Sellars next leverages a written account of his tsunami-chase to land a job as a travel writer. This “quintessential Ballardian profession” allows him to visit various scenes in a parallel Ballardosphere, from close encounters in Den Haag to thermonuclear testing sites in the Northern Mariana Islands.
Punctuated by broadcasts from Andrei Tarkovsky’s bizarre diaries, H.P. Lovecraft’s Cthulhu Mythology, and Paul Virilio’s Bunker Archaeology, a peculiarly Ballardian paranoia penetrates Sellars’s psyche throughout every adventure. In the author’s world, the most ordinary of events are infused with the most coded of meanings—strange ciphers that that only he can disentangle. As the distance between dreams and out-of-body experiences compresses, Sellars’s dire peregrinations through inner space drive him to a lifestyle he calls “Applied Ballardianism.”
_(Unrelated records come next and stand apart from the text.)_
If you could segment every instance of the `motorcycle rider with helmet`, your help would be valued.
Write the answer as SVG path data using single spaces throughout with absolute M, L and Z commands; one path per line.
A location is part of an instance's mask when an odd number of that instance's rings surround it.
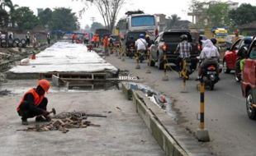
M 192 47 L 190 43 L 188 43 L 188 37 L 187 34 L 182 34 L 180 36 L 181 43 L 179 43 L 177 46 L 176 51 L 174 53 L 178 53 L 179 56 L 177 58 L 176 70 L 178 71 L 181 71 L 181 65 L 182 60 L 186 58 L 190 58 L 190 53 L 192 51 Z
M 213 42 L 212 42 L 212 41 Z M 209 64 L 215 65 L 217 69 L 219 67 L 218 61 L 220 59 L 220 53 L 218 48 L 214 45 L 216 43 L 216 39 L 206 39 L 206 41 L 202 41 L 203 43 L 203 48 L 200 53 L 199 59 L 202 60 L 202 62 L 199 66 L 198 68 L 198 76 L 196 80 L 201 79 L 202 75 L 202 69 L 206 67 Z M 217 74 L 218 74 L 217 70 Z
M 145 34 L 140 34 L 139 39 L 135 41 L 135 47 L 137 48 L 137 52 L 145 53 L 147 49 L 148 44 L 145 39 Z
M 235 79 L 237 81 L 239 81 L 239 78 L 237 76 L 241 76 L 241 66 L 240 62 L 243 59 L 245 58 L 245 50 L 249 48 L 249 45 L 251 44 L 253 39 L 249 37 L 245 37 L 244 39 L 244 45 L 239 49 L 237 53 L 237 59 L 235 61 Z

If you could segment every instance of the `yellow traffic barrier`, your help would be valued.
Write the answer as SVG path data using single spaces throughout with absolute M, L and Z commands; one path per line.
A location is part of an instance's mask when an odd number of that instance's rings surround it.
M 160 63 L 160 62 L 159 62 Z M 159 64 L 160 66 L 160 64 Z M 168 77 L 167 75 L 167 56 L 166 56 L 166 53 L 164 53 L 164 76 L 162 80 L 164 81 L 168 81 Z
M 197 117 L 198 118 L 198 117 Z M 200 124 L 197 131 L 197 137 L 199 141 L 208 142 L 210 136 L 208 131 L 205 129 L 205 83 L 200 80 Z
M 182 93 L 187 93 L 187 86 L 186 86 L 186 81 L 188 79 L 187 76 L 187 62 L 185 59 L 183 59 L 183 70 L 181 71 L 180 76 L 183 78 L 183 90 L 181 91 Z
M 151 73 L 151 71 L 149 69 L 150 67 L 150 51 L 149 50 L 148 50 L 148 53 L 147 53 L 147 59 L 148 59 L 148 68 L 147 68 L 146 73 L 149 74 Z
M 139 57 L 140 57 L 140 54 L 139 54 L 139 51 L 137 50 L 137 52 L 136 52 L 136 67 L 135 67 L 135 69 L 140 69 L 140 64 L 139 64 Z

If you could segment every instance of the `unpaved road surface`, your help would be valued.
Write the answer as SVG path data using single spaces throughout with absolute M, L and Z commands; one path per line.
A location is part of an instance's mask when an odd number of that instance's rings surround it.
M 26 129 L 16 112 L 16 107 L 25 90 L 36 85 L 36 80 L 8 80 L 2 89 L 11 91 L 0 95 L 0 155 L 145 155 L 164 156 L 147 126 L 136 113 L 131 101 L 120 90 L 93 92 L 59 91 L 51 89 L 46 94 L 48 108 L 58 112 L 83 111 L 107 116 L 88 117 L 101 126 L 70 129 L 61 131 L 17 131 Z M 35 126 L 35 118 L 29 119 Z

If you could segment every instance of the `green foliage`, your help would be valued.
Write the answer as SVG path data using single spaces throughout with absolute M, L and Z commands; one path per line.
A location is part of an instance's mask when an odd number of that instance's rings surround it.
M 52 20 L 52 11 L 50 8 L 45 9 L 38 14 L 40 24 L 45 26 L 49 25 Z
M 9 21 L 8 13 L 5 10 L 2 10 L 1 8 L 0 9 L 0 26 L 7 26 L 8 21 Z
M 242 4 L 236 10 L 229 12 L 229 17 L 234 25 L 241 25 L 256 21 L 256 7 L 250 4 Z
M 19 30 L 31 30 L 39 24 L 37 17 L 29 7 L 19 7 L 13 11 L 13 20 Z
M 230 25 L 228 12 L 229 6 L 225 2 L 211 4 L 206 10 L 206 14 L 211 17 L 211 25 L 219 27 Z
M 52 12 L 50 23 L 50 30 L 74 30 L 78 29 L 78 23 L 75 13 L 71 9 L 55 8 Z
M 99 22 L 93 22 L 91 26 L 91 31 L 95 32 L 95 30 L 101 28 L 105 28 L 102 24 Z

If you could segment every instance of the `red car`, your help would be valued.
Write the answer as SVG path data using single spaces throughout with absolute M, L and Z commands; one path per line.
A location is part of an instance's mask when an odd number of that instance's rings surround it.
M 231 48 L 227 48 L 223 58 L 223 71 L 225 73 L 230 73 L 231 70 L 235 70 L 235 62 L 238 57 L 237 53 L 244 45 L 244 39 L 248 38 L 243 37 L 239 39 Z
M 256 39 L 251 44 L 244 62 L 242 92 L 246 98 L 246 109 L 249 118 L 256 119 Z

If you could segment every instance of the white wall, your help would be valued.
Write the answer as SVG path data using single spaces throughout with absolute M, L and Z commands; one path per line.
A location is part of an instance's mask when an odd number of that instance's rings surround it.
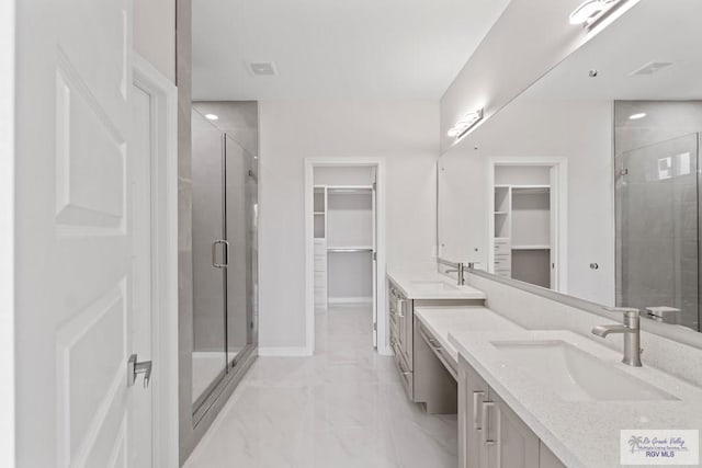
M 519 99 L 468 135 L 460 148 L 449 151 L 439 163 L 442 256 L 487 264 L 488 158 L 565 157 L 567 293 L 613 305 L 612 128 L 610 101 Z M 590 270 L 592 262 L 600 269 Z
M 176 82 L 176 0 L 134 2 L 134 50 Z
M 305 346 L 304 160 L 386 158 L 388 264 L 430 262 L 439 103 L 262 101 L 259 106 L 261 347 Z
M 0 2 L 0 466 L 14 466 L 14 0 Z
M 441 99 L 441 148 L 446 132 L 467 112 L 489 118 L 585 41 L 568 23 L 581 0 L 512 0 Z

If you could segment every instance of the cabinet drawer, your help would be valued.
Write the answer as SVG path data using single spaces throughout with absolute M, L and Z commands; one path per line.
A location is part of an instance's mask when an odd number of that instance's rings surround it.
M 414 387 L 412 372 L 409 370 L 409 366 L 407 366 L 407 364 L 405 363 L 405 357 L 397 344 L 395 345 L 394 351 L 395 351 L 395 366 L 397 366 L 399 376 L 403 378 L 403 384 L 405 387 L 405 391 L 407 392 L 407 397 L 414 401 L 415 387 Z
M 509 260 L 497 260 L 495 259 L 495 271 L 497 270 L 512 270 L 512 261 Z
M 509 242 L 497 243 L 495 242 L 495 255 L 509 255 L 511 254 L 511 246 Z

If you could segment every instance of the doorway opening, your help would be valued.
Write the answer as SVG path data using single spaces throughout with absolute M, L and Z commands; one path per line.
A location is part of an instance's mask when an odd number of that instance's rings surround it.
M 306 351 L 314 354 L 324 345 L 316 342 L 317 328 L 346 322 L 344 315 L 367 315 L 367 322 L 349 323 L 366 323 L 359 332 L 367 345 L 388 354 L 387 327 L 378 313 L 385 277 L 383 161 L 307 159 L 305 164 Z
M 566 292 L 567 160 L 492 158 L 488 272 Z

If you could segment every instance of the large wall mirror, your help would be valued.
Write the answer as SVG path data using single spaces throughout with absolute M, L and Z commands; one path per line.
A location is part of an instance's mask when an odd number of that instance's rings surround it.
M 701 331 L 701 18 L 639 2 L 442 155 L 440 256 Z

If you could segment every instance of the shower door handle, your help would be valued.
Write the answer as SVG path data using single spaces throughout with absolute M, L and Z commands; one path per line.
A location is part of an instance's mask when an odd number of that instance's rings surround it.
M 217 244 L 224 246 L 224 263 L 217 263 Z M 229 242 L 226 240 L 215 240 L 212 242 L 212 266 L 215 269 L 226 269 L 229 265 Z

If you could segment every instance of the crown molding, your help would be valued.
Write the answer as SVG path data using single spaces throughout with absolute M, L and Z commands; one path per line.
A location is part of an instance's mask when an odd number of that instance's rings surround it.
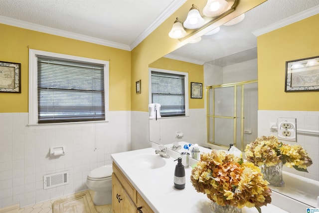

In a recent online discussion with the publisher that occurred simultaneously across several social media platforms, Sellars recalled that many of the book’s sentences on Ballard’s early works survive untouched from early drafts of his thesis. Serving as supplementary guides, these literary excavations thread his intimate narrative together with Ballard’s semiurgy of suburban sprawls, barren forecourts, boiling interstates, time anomalies, meaningful coincidences.
Years spent sleeplessly trawling the Internet has allowed Sellars to accumulate a familiarity with some of the more bewildering impulses of human nature. Of particular interest to him is the real-world phenomenon of “micronations,” where an individual or community declares their bedroom or isolated plot of land a separate country. Sellars finds Ballard’s last quartet of novels illuminative of micronationalist psychology. For example, in Ballard’s final novel Kingdom Come, a London suburb’s beloved Metro Centre shopping mall is overtaken by a phrenetic band of guerilla patrons. The mall becomes their republic, as Ballard demonstrates that the ambient dread accompanying consumer-cultural logic leads to a stylized brand of neo-fascism.
Kingdom Come embodies the obverse of a consistent, complementary Ballardian theme, wherein a character retreats into the safe haven of his own mind to escape an unpredictable world. In Ballard’s short story “The Enormous Space,” the protagonist, Ballantyne, allows his delusions to consume him after seceding into his home. He seeks refuge in his private psychosis, the only shelter from an infinitely more chaotic outside. Sellars sympathizes with both kinds of psycho-spatial sovereigns in his book, embodying both roles. He plunges headlong into reckless micronationalist violence during shameful streetside brawls. He becomes the dignified psychotic while locating another dimension through Ballard’s similes. And yet, despite his better judgement, both positions inevitably bring him into a more intimate relationship with his ill-chosen mentor. Applied Ballardianism is a book about our private islands, inexplicably shored by the texts that never leave us.